I believe I have responded to most of the points the Minister made in Committee. He also suggested that adding the right to repair to consumer law would oblige retailers to pre-emptively seek information from manufacturers, adding to costs and reducing choice. My amendment would not do that. It would put the obligation on manufacturers to proactively provide the data—it would not put the duty on retailers; nor do I think the amendment could possibly fall foul of WTO rules when so many other WTO members are doing similar things.
I simply do not believe that the progress made already is sufficient or that there are insuperable barriers to doing what needs to be done. The argument that we can rely on progress that is glacial at best simply does not hold water. Everyone seems to think that this is a good idea. No one argues against having better-designed and easier-to-repair products. It is just that no one seems to be willing to grasp the nettle to do anything about it. This amendment would make sure that they did. I beg to move.

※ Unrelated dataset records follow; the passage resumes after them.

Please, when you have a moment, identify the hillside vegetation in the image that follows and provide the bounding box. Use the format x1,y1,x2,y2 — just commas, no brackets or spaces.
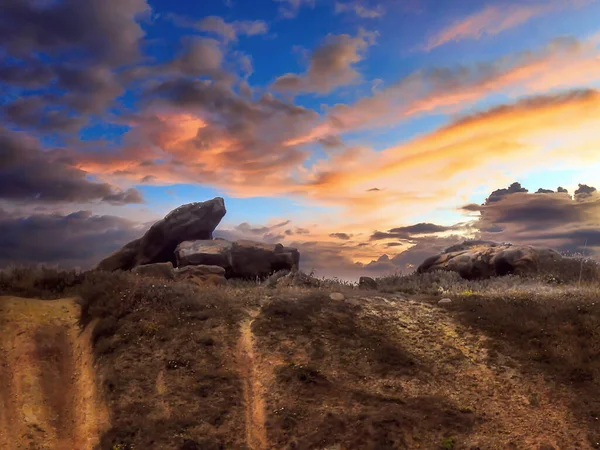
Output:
1,258,600,449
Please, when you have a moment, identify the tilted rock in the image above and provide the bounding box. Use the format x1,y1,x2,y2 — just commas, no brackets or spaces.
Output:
417,240,563,279
96,238,142,272
132,262,175,280
97,197,226,271
175,239,233,269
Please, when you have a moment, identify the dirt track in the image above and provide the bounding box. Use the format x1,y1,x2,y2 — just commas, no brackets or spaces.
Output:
0,296,108,450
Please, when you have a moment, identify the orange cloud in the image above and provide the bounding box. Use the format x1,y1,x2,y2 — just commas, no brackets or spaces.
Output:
288,35,600,146
423,0,592,51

My Lords, I will speak to Amendments 109 and 115. Once again, I do so with the co-sponsorship of the noble Baronesses, Lady Crawley and Lady Bakewell.
I will address Amendment 109 first. Fake reviews can cause loss, detriment and harm to consumers and law-abiding businesses. The government amendment that adds fake reviews to the practices in the schedule is therefore welcome. However, that amendment makes the practice an “excluded description”, meaning that enforcement action can be taken only through the civil route.

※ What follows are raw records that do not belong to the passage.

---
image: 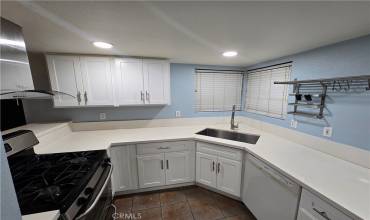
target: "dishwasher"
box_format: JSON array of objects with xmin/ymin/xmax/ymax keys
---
[{"xmin": 242, "ymin": 154, "xmax": 301, "ymax": 220}]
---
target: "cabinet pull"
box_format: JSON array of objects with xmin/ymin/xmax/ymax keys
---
[
  {"xmin": 77, "ymin": 91, "xmax": 81, "ymax": 104},
  {"xmin": 157, "ymin": 147, "xmax": 170, "ymax": 150},
  {"xmin": 146, "ymin": 91, "xmax": 150, "ymax": 102},
  {"xmin": 84, "ymin": 91, "xmax": 88, "ymax": 104},
  {"xmin": 212, "ymin": 161, "xmax": 215, "ymax": 172},
  {"xmin": 166, "ymin": 160, "xmax": 169, "ymax": 169},
  {"xmin": 161, "ymin": 160, "xmax": 164, "ymax": 170},
  {"xmin": 140, "ymin": 91, "xmax": 144, "ymax": 102},
  {"xmin": 217, "ymin": 162, "xmax": 221, "ymax": 174},
  {"xmin": 313, "ymin": 207, "xmax": 331, "ymax": 220}
]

All the other banned practices, except two relating to matters under the remit of the Advertising Standards Authority, allow enforcement officers to take action through either the civil or the criminal courts. That depends on what is most appropriate and proportionate in the circumstances. If it is deemed that 29 out of the current 31 practices should have the option of a criminal penalty, we strongly believe that fake reviews should also be in this category, as the practice is arguably more serious and causes greater detriment to consumers and reputable businesses than a number of the other practices in that list. Making fake reviews either a civil or a criminal breach would send a strong message to those looking to deceive consumers and would give enforcers the opportunity to take stronger action if and when necessary.

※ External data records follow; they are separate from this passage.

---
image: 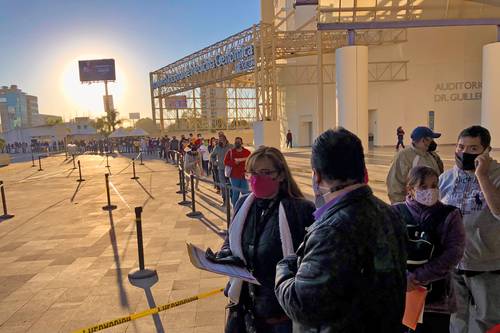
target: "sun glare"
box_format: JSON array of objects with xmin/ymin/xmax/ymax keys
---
[{"xmin": 59, "ymin": 57, "xmax": 126, "ymax": 118}]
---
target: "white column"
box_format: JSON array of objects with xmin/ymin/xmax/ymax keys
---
[
  {"xmin": 481, "ymin": 42, "xmax": 500, "ymax": 148},
  {"xmin": 335, "ymin": 45, "xmax": 369, "ymax": 150}
]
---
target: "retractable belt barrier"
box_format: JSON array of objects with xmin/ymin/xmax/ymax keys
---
[{"xmin": 71, "ymin": 288, "xmax": 224, "ymax": 333}]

I turn to Amendment 115. Invitation to purchase is a complex area of the legislation, and the Bill differentiates between this and “misleading omissions”. A commercial practice is a misleading omission if it omits “material information”; in other words, information the average consumer needs to make an informed decision. It can be challenging to decide what is information that consumers want and what is information that consumers need. If a practice is an invitation to purchase, a number of matters are identified as being material information. Therefore, an omission of any of these breaches the legislation and allows enforcement action to be taken.
One of those matters is the trader’s name and address. Rogue traders often approach vulnerable consumers offering unnecessary and substandard work, but without giving a price before starting the work. As price is part of the definition of invitation to purchase, in such circumstances the practice is not an invitation to purchase and so the trader’s name and address are not specifically material information. This is to the detriment of the consumer. This information is unlikely to be considered material information under misleading omissions, and the Companies Act 2006 does not require the provision of a name and address if a trader has no trading name or is trading under his own name.